His eyes glowed with a sombre light. There was a world of repressed passion in his tone, the resentful snarl, as he thought of the past squalor and bitterness of life, mingling with the savage determination and unscrupulous recklessness of the born adventurer.

"There is one thing you cannot obtain for it," she said. "That is—love."

"But it can bring you all that will cause you to feel no longing for that deceptive illusion. You can forget that such a thing exists—can forget it in the renewed exuberance of vitality which is sheer enjoyment of living. Well, wish me luck. 'Good-bye' is a dreadful word, but it has to be said."

He had risen and stood blindly, half-bewilderedly. The shaded room, the sensuous fragrance of her presence, every graceful movement, the fascination of the wide, earnest eyes, all was more than beginning to intoxicate him, to shatter his chain-armour of bitterness and self-control. He, the strong, the invulnerable, the man in whom all heart and feeling was dead—what sorcery was this? He was bewitched, entranced, enthralled. His strength was as water. Yet not.

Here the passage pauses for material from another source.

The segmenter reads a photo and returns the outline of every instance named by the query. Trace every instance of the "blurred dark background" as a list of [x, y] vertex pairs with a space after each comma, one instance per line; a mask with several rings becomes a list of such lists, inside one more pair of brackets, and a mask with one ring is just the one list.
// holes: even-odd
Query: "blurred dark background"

They stood facing each other, glance fused into glance. At that moment heart seemed opened to heart—to be gazing therein.

"Good-bye," he said. "Don't quite forget me, Lilith dear. Think a little now and then of the times we have had together." Then their lips met in a long kiss. And she said—nothing. Perhaps she could not. The flood-gate of an awful torrent of pent-up, bravely controlled grief may be opened in the utterance of that word "good-bye."

Laurence Stanninghame seemed to walk blindly, staggering in the strong sunlight. Was it the midday heat, or the strong glare? The ever-monotonous beat of the Crown Reef stamps seemed to hammer within his brain, which seethed and swirled with the recollection of that last long kiss. He would not look back. Impervious to the furnace-like heat, he stepped out over the veldt at a pace which, by the time he reached the corner of the Wemmer property, caused him to look up wonderingly, that he should already be entering the town.

"Oh, there you are, Stanninghame," sung out a voice, whose owner nearly cannoned into him. Laurence looked up.

"Here I am, as you say, Holmes," he answered, quite coolly and unconcernedly. "But where are you bound for, and what's the excitement, anyway?"